Dark Vision gets a big tick for having interesting and diverse female characters, amongst the humans and otherworldly types. For once the male characters are much less rounded out. Mostly they’re all major eye-candy or manipulative; apart from Gabriel who combines both those traits with an over-bearing sense of duty. I feel like I ought to complain that the men are a bit limited but I’m a bit dazzled by their hotness and propensity for near-nakedness. As is Lily. After a lifetime of no touching all this flesh is temptation city, especially as she can touch vampires without it causing any unpleasant visions. The emerging sexuality theme is cool but I did get a bit tetchy about the sexual power thing. Lily gets a kick out of turning Gabriel on, fair enough, but really: ‘It was the same power all women feel when they realise the control their bodies have over men.’ I have about a million problems with that statement, but I’ll confine myself to noting that not all women feel like that, not all women nor all men are heterosexual, and not all women conceptualise sex as a power struggle. This kind of thing crops up occasionally in the book and it’s the universality of Lily’s statements that annoy me.

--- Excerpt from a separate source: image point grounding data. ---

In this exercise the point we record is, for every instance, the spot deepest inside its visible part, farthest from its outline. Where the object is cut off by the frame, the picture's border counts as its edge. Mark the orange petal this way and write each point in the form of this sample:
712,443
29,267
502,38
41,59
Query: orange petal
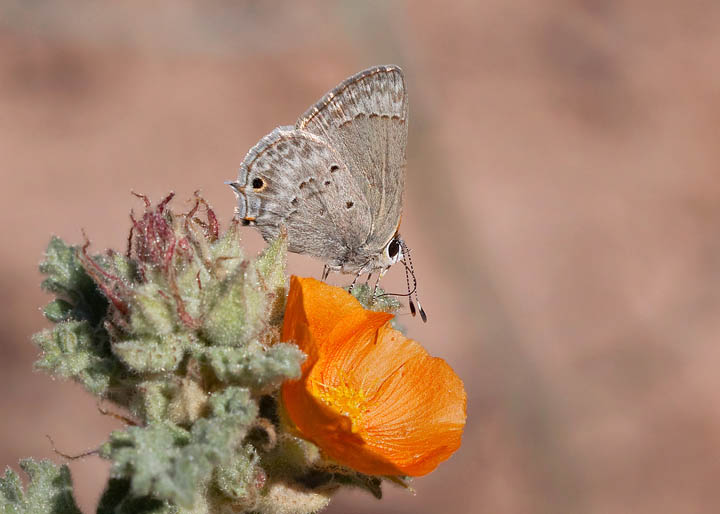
325,310
369,397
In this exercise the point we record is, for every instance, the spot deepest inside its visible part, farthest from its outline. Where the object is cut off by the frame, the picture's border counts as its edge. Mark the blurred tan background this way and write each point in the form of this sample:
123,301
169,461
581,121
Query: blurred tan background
562,204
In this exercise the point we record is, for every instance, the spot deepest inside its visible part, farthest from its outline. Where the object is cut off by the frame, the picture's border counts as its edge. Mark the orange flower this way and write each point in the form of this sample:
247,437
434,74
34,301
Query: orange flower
369,397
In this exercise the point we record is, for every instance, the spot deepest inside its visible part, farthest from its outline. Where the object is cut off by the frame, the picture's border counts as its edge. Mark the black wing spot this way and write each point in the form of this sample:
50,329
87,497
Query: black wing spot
393,248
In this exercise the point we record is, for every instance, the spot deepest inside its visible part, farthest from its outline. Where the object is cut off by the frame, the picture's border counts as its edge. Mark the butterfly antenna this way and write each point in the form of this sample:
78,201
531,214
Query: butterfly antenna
409,267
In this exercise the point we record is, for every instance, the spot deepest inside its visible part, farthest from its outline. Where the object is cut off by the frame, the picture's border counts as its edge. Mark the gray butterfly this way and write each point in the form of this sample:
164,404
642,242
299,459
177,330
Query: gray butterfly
335,180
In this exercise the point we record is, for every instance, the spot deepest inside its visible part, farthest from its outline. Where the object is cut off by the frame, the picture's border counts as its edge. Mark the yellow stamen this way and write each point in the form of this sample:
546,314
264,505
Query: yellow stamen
344,399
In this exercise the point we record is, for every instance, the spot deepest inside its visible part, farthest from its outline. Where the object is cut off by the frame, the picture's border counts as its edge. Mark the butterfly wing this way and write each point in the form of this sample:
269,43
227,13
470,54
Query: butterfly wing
295,179
365,120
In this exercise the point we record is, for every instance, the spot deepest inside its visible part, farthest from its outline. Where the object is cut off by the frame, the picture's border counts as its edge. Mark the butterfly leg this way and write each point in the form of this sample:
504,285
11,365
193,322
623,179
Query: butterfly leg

I may as well have my second moan now, which is about the stropping off Lily does frequently. It’s the same thing that irritates me in a fair few YA novels I’ve read recently. It’s as if none of them are capable of having a reasoned conversation instead of a knee-jerk emotional reactions. Lily has many opportunities to question different people about her situation but always stops short. Granted I’ve never been tasked with the fate of the world, but I think I’d be on a serious fact-finding mission as a matter of priority. For me, the use of a tantrum to move on the plot, it’s not my favourite thing.

But, although I do have issues with the book I did also enjoy much of it. I like Lily’s stubbornness, I like the ambiguity of motives, I like sexy vampires. Overall it is a fast and fun read that reminded me a bit of the Sookie Stackhouse stories. A second book is due to be published next year; it’s very likely that I’ll read it.

Dark Vision is out now from Del Rey; they kindly sent me a copy for review.